It used to be believed that you were teaching a baby to cry more if you picked them up when they cried, thinking that that baby will learn to cry to get attention. The opposite has been proven to be true.
When you pick up a crying child, you are helping them to regulate (co-regulation) and they will, as a result, be more resilient, especially when this attention is given in the first year.
When a toddler, ages 1.5, 2, 3 (or sometimes older too), has a meltdown and is crying, it is often related to autonomy and security. Their idea of independence and having a lack of physical ability to accomplish what they are imagining themselves doing. They need your positive attention, picking them up, responding with love and patience, please don’t feel threatened. It’s not about you.

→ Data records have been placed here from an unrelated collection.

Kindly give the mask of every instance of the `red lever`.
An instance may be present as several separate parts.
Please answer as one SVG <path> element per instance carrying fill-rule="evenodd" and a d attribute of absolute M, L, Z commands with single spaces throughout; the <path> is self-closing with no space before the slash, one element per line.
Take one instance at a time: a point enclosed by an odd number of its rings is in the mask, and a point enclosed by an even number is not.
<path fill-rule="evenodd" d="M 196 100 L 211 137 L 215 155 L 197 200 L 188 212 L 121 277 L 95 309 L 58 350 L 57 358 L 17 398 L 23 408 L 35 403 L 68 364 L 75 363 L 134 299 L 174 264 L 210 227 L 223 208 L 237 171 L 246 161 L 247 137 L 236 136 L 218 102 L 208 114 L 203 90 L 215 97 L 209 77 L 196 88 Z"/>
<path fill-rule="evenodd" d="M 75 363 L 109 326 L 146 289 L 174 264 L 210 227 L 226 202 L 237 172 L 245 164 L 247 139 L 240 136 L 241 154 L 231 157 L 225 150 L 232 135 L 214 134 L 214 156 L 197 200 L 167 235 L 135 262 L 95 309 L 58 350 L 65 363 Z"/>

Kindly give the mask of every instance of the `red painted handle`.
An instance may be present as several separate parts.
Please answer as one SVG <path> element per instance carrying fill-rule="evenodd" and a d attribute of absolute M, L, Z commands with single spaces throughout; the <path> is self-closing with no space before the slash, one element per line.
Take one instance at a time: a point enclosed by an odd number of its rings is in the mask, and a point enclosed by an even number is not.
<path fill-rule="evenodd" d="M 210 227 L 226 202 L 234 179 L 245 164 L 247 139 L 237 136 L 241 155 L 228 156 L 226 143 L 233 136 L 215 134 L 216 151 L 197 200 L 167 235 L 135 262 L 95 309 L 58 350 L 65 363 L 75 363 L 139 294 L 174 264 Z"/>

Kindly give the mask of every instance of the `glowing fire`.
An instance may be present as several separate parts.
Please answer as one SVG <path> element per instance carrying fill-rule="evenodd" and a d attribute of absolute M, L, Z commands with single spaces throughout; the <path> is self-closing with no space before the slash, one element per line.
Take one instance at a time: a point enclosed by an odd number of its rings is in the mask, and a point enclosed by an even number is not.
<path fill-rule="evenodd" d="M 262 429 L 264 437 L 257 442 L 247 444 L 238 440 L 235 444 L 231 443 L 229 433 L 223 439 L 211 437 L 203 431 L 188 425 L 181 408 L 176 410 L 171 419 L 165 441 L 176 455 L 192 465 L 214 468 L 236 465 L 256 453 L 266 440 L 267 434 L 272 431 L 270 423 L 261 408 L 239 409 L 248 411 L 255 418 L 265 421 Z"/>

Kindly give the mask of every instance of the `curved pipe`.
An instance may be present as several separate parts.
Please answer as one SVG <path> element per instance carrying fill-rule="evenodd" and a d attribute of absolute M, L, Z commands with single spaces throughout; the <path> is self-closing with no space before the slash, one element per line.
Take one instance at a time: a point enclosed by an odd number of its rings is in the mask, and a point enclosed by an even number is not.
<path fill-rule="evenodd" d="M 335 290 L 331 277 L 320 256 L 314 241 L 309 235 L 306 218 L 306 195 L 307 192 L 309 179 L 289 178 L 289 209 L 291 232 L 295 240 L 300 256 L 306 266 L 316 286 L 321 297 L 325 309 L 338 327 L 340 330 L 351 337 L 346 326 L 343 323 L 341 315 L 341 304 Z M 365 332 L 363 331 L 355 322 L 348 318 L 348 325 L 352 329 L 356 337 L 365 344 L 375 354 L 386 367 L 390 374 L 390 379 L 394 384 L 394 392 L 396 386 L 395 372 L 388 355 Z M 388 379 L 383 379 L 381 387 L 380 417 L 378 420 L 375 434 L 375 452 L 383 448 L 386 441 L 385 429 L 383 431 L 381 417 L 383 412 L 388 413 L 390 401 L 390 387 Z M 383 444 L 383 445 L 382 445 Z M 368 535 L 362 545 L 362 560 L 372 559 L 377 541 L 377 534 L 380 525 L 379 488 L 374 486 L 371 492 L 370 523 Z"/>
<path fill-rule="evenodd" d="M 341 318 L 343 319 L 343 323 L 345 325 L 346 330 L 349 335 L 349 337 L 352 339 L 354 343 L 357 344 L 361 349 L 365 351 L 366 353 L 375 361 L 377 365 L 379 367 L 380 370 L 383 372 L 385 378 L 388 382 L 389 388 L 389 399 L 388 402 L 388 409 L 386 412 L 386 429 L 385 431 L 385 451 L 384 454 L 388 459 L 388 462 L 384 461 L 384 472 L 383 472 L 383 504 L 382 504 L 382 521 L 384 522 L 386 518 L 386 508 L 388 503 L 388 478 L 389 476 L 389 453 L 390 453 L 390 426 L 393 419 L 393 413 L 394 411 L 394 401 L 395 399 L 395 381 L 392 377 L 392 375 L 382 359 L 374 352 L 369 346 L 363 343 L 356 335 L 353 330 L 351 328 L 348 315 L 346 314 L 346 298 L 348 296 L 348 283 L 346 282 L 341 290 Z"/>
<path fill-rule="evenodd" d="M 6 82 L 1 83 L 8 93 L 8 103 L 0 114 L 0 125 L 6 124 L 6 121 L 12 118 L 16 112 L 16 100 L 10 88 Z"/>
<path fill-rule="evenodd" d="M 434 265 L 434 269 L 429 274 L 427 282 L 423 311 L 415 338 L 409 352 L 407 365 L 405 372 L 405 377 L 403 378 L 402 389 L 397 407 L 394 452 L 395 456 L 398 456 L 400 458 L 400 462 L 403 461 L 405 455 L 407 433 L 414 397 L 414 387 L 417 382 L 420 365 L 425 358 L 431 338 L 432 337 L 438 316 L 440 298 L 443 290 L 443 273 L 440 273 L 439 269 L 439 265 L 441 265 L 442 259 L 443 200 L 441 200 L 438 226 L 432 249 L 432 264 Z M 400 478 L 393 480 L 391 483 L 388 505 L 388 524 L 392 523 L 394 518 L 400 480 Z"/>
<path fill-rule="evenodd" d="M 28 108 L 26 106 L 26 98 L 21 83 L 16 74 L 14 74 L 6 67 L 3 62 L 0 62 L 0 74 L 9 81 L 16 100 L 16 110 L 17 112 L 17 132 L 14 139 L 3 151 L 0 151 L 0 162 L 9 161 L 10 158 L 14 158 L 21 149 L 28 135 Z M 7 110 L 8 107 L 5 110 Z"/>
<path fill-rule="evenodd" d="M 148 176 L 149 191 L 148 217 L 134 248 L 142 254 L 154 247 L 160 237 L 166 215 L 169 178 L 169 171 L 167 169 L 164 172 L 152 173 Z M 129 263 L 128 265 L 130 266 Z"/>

Dr. Jean-Victor Wittenberg,(child psychiatrist and Head of the Infant Psychiatry Program at the Hospital for Sick Children in Toronto and Co-Chair of Infant Mental Health Promotion (IMHP) which provides teaching for front-line professionals and develops advocacy initiatives on behalf of infant mental health), recently stated that you don’t need to squelch that behavior. When they are having a meltdown, It’s about them and their development and personal frustration and insecurities. By helping them regulate, offering help and concern, hugs and attention, it helps them know that this world is a good place and you are not going anywhere. You child may be realizing there are relationships outside of yours and theirs and they are insecure about it. You need to fortify that bond for them.
It’s understandable that you want to teach good behavior but it’s the underlying regulation issues going on under the tantrum that need addressing which will bring about better long term behavior with resilience and independence.
Learning Self Regulation is a long, ongoing process and in the learning period, there is a lot of co-regulation that goes on between caregiver and child to help the child learn to control his/her emotions and modify them, or in other words, to deal with the big emotions that come with the ups and downs of life.
This is why I like gentle methods when it comes to sleep. The temperaments of babies vary and we as caregivers need to modify our responsive to give them the best chance of good mental health and life success.